You can also play one of the tunes used for many of the ballads.
If you're interested in reading more adventures of Robin Hood, I strongly recommend the Robin Hood Project at the University of Rochester. They have the texts of all the ballads, several Robin Hood plays and poems - many have introductions by scholars Stephen Knight and Thomas Ohlgren. I would most strongly recommend the early ballads - A Gest of Robyn Hode, Robin Hood and the Monk, Robin Hood and the Potter and Robin Hood and Guy of Gisborne. But the ballads were not the only way the Robin Hood legend has been transmitted - equally, perhaps even more, important to the early legends were the plays performed around the May Games. The few surviving early plays are also available at the Rochester site. These are Robin Hood and the Sheriff (in an edition edited by Knight and Ohlgren and in a version edited by John Marshall) and Robin Hood and the Friar / Robin Hood and the Potter. There's something more primal, more basic, more powerful about these earlier stories.

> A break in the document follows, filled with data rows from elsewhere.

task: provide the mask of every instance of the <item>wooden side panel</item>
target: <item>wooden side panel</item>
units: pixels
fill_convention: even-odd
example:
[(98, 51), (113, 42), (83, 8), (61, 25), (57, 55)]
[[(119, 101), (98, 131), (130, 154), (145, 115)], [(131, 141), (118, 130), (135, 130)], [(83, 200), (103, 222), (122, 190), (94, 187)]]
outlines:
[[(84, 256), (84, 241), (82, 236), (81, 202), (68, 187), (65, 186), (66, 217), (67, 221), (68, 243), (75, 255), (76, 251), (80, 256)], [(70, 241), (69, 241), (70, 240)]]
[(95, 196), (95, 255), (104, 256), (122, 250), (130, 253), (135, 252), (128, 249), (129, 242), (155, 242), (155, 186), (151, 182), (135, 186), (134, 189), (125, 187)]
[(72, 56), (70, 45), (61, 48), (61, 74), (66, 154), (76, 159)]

Musicians still perfrom the Robin Hood ballads. Folk singer Bob Frank has recorded a witty, lively and exciting translation of the Gest on CD. Ordering information and the text of Bob's translation can be found on his website bobfranksongs.com. Although his version may have a strongly American accent, Bob's humour shows just why the Gest was able to entertain audiences through the centuries.
Hester NicEilidh's Robin Hood Ballad Project features her singing a cappella versions of many Robin Hood ballads, including the early ballads Robin Hood and the Monk and Robin Hood and Guy of Gisborne. This site is worth visitng.